Because users may want to instantiate more than one instance, e.g. `val bf1
= new BloomFilter(0.001)`, `val bf2 = new BloomFilter(0.005)`, and they are
used in one query.

The another reason is that this can't make the function call string
serializable, because in the Scala Table API path, users can still pass in
a function instance, e.g. table.select(bf1('a))

Best,
Jark

On Thu, 10 Oct 2019 at 23:09, Kurt Young <ykt...@gmail.com> wrote:

Regarding to createTemporaryFunction, could we just keep both choices? I
agree
we should encourage users to use the class, and it's the only choice when
user
using DDL. But for some Table API & SQL programs, I think it's actually
more nature
to use an object instead of use the classes. But this just depends on
personal
choices. One use case came to mind which might be affected by this is if we
want
to support some anonymous lambda functions as UDF. It will need such create
function
with objects support.

Best,
Kurt


On Thu, Oct 10, 2019 at 4:51 PM Dawid Wysakowicz <dwysakow...@apache.org>
wrote:

Thanks for the comments.

@Timo I think your suggestion makes sense. I changed the signature to

void createTemporaryFunction(String path, Class<? extends
UserDefinedFunction> functionClass);
This will mean that after we make QueryOperations string serializable and
we expose the type inference in functions we will have only a single
object
that cannot be persisted in a catalog and thus have only a "Temporary"
method:

void createTemporaryView(String path, DataStream stream);

I updated the FLIP page accordingly. I also listed explicitly methods
that
we need to deprecate and added a note that the implementation of the
methods concerning UserDefinedFunctions has to be postponed until we have
type inference in place.

As the voting period for FLIP-57 ended, I will start the VOTE thread for
FLIP-64 tomorrow morning, unless there are some objections until then.

Best,

Dawid


On 10/10/2019 16:16, Kurt Young wrote:

Thanks for the clarification Timo, that's sounds good to me. Let's
continue
to discuss other things.

Best,
Kurt


On Thu, Oct 10, 2019 at 4:14 PM Timo Walther <twal...@apache.org> <
twal...@apache.org> wrote:

The purpose of ConnectTableDescriptor was to have a programmatic way of
expressing `CREATE TABLE` with JavaDocs and IDE support. But I agree
that it needs some rework in the future, once we have finalized the DDL
to ensure that both concepts are in sync.

Regards,
Timo


On 10.10.19 16:08, Kurt Young wrote:

Regarding to ConnectTableDescriptor, if in the end it becomes a builder
of CatalogTable, I would be ok with that. But it doesn't look like a

builder

now, it's more like another form of TableSource/TableSink.

Best,
Kurt


On Thu, Oct 10, 2019 at 3:44 PM Timo Walther <twal...@apache.org> <
twal...@apache.org> wrote:

Hi everyone,

thanks for the great discussion with a good outcome.

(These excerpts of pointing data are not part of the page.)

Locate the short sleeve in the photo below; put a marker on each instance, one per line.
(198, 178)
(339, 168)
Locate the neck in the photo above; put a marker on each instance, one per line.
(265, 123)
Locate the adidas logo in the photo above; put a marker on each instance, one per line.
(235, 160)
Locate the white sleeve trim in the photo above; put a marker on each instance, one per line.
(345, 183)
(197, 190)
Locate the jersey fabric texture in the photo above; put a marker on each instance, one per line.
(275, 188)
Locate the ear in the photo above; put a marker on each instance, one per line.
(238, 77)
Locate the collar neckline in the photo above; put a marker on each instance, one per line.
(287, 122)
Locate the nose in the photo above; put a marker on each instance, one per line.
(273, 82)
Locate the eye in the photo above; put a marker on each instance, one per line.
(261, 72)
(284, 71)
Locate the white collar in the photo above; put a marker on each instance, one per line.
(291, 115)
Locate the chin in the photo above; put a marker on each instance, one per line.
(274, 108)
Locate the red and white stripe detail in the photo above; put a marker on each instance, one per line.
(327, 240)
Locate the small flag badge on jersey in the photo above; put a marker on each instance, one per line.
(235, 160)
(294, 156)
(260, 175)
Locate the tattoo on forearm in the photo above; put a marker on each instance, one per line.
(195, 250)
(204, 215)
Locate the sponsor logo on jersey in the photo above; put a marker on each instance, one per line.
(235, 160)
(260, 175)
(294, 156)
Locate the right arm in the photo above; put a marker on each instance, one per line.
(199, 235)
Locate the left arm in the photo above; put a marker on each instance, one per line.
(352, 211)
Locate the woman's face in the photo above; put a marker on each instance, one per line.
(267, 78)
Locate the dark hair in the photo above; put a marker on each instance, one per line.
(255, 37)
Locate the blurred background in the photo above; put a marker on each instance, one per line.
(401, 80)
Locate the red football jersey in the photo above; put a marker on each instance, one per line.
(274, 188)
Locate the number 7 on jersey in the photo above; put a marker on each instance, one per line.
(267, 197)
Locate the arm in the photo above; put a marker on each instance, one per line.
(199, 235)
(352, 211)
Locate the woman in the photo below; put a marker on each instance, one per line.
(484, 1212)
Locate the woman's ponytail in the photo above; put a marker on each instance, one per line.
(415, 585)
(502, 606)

I have one last comment about:

void createTemporaryFunction(String path, UserDefinedFunction function);

We should encourage users to register a class instead of an instance. We
should enforce a default constructor in the future. If we need metadata
or type inference, the planner can simply instantiate the class and call
the corresponding getters. If people would like to parameterize a
function, they can use global job parameters instead - which are
available in the open() method.

I suggest:

void createTemporaryFunction(String path, Class<? extends
UserDefinedFunction> functionClass);

This is also closer to the SQL DDL that is about to be implemented in:
https://issues.apache.org/jira/browse/FLINK-7151
Thanks,
Timo


On 09.10.19 17:07, Bowen Li wrote:

Hi Dawid,

+1 for proposed changes

On Wed, Oct 9, 2019 at 12:15 PM Dawid Wysakowicz <

dwysakow...@apache.org

wrote:


Sorry for a very delayed response.

@Kurt Yes, this is the goal to have a function created like new
Function(...) also be wrapped into CatalogFunction. This would have to
be though a temporary function as we cannot represent that as a set of
properties. Similar to the createTemporaryView(DataStream stream).

As for the ConnectTableDescriptor I agree this is very similar to
CatalogTable. I am not sure though if we should get rid of it. In the
end I see it as a builder for a CatalogTable, which is a slightly more
internal API, but we might revisit that some time in the future if we
find that it makes more sense.

@All I updated the FLIP page with some more details from the outcome

of

the discussions around FLIP-57. Please take a look. I would like to
start a vote on this FLIP as soon as the vote on FLIP-57 goes through.

Best,

Dawid


On 19/09/2019 09:24, Kurt Young wrote:

IIUC it's good to see that both serializable (tables description from

DDL)

and unserializable (tables with DataStream underneath) tables are

treated

unify with CatalogTable.

Can I also assume functions that either come from a function class

(from

DDL)
or function objects (newed by user) will also treated unify with
CatalogFunction?

This will greatly simplify and unify current API level concepts and

design.

And it seems only one thing left, how do we deal with
ConnectTableDescriptor?
It's actually very similar with serializable CatalogTable, both carry

some

text
properties which even are the same. Is there any chance we can

further

unify

this to CatalogTable?

object
Best,
Kurt


On Thu, Sep 19, 2019 at 3:13 PM Jark Wu <imj...@gmail.com> <
imj...@gmail.com> wrote:

Thanks Dawid for the design doc.

In general, I’m +1 to the FLIP.


+1 to the single-string and parse way to express object path.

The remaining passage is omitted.